Proceedings Article | 18 April 2013
KEYWORDS: Diffusion tensor imaging, Copper, Metrology, Inspection, Interferometry, 3D acquisition, Semiconducting wafers, Silicon, Etching, Optical microscopy
This paper reports on an investigation to determine whether through-focus scanning optical microscopy (TSOM) is applicable to micrometer-scale through-silicon via (TSV) reveal metrology. TSOM has shown promise as an alternative inspection and dimensional metrology technique for FinFETs and defects. In this paper TSOM measurements were simulated using 546 nm light and applied to copper TSV reveal pillars with height in the 3 μm to 5 μm range and diameter of 5 μm. Simulation results, combined with white light interferometric profilometry, are used in an attempt to correlate TSOM image features to variations in TSV height, diameter, and sidewall angle (SWA). Simulations illustrate the sensitivity of Differential TSOM Images (DTI’s) using the metric of Optical Intensity Range (OIR), for 5 μm diameter and 5 μm height TSV Cu reveal structures, for variation of SWA (Δ = 2°, OIR = 2.35), height (Δ = 20 nm, OIR = 0.28), and diameter (Δ = 40 nm, OIR = 0.57), compared to an OIR noise floor of 0.01. In addition, white light interferometric profilometry reference data is obtained on multiple TSV reveal structures in adjacent die, and averages calculated for each die’s SWA, height, and diameter. TSOM images are obtained on individual TSV’s within each set, with DTI’s obtained by comparing TSV’s from adjacent die.

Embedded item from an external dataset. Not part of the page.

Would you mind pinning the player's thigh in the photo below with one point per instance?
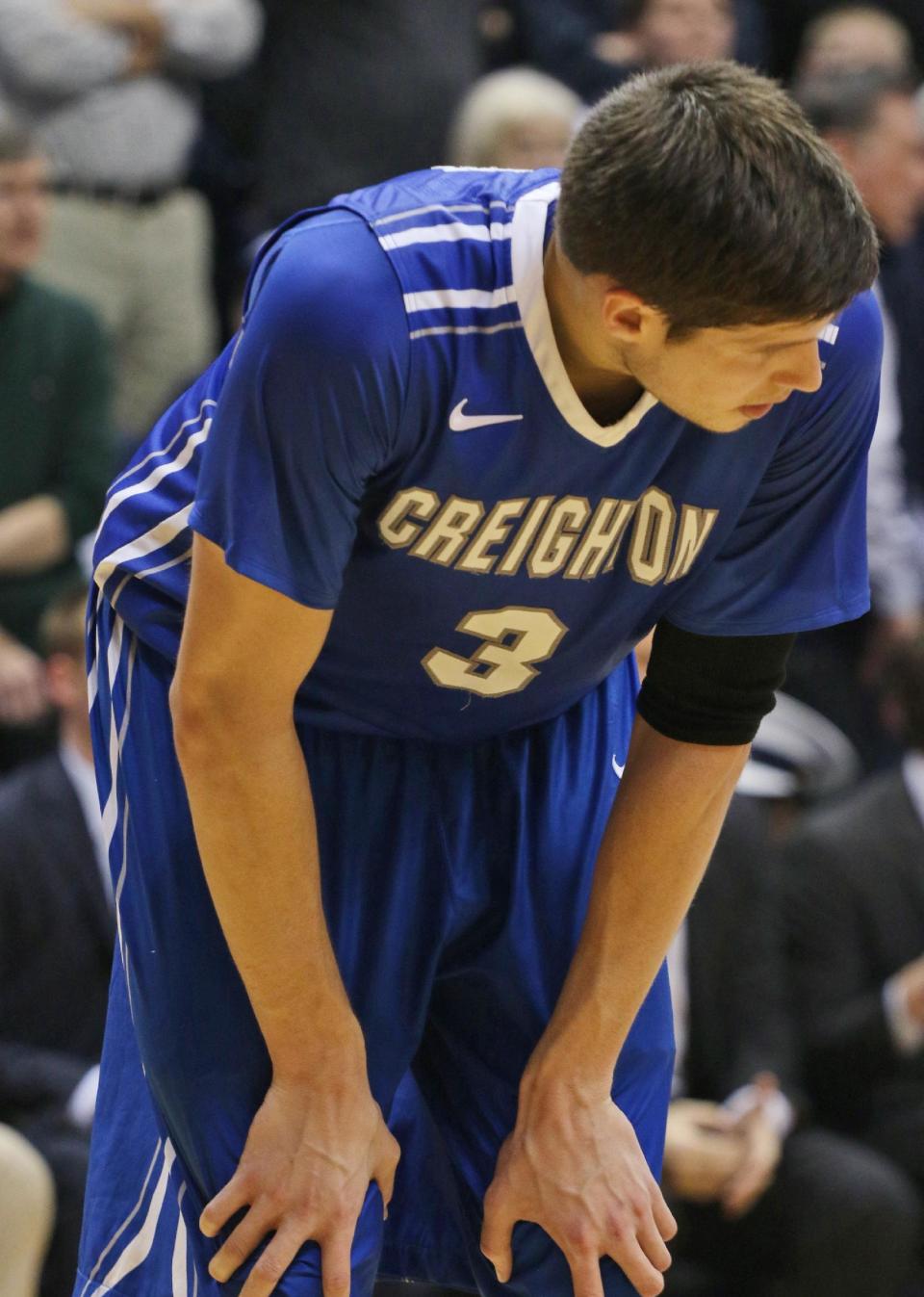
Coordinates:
(498, 985)
(183, 1013)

The TSOM DTI’s are compared to average profilometry data from identical die to determine whether there are correlations between DTI and profilometry data. However, with several significant TSV reveal features not accounted for in the simulation model, it is difficult to draw conclusions comparing profilometry measurements to TSOM DTI’s when such features generate strong optical interactions. Thus, even for similar DTI images there are no discernible correlations to SWA, diameter, or height evident in the profilometry data. The use of a more controlled set of test structures may be advantageous in correlating TSOM to optical images.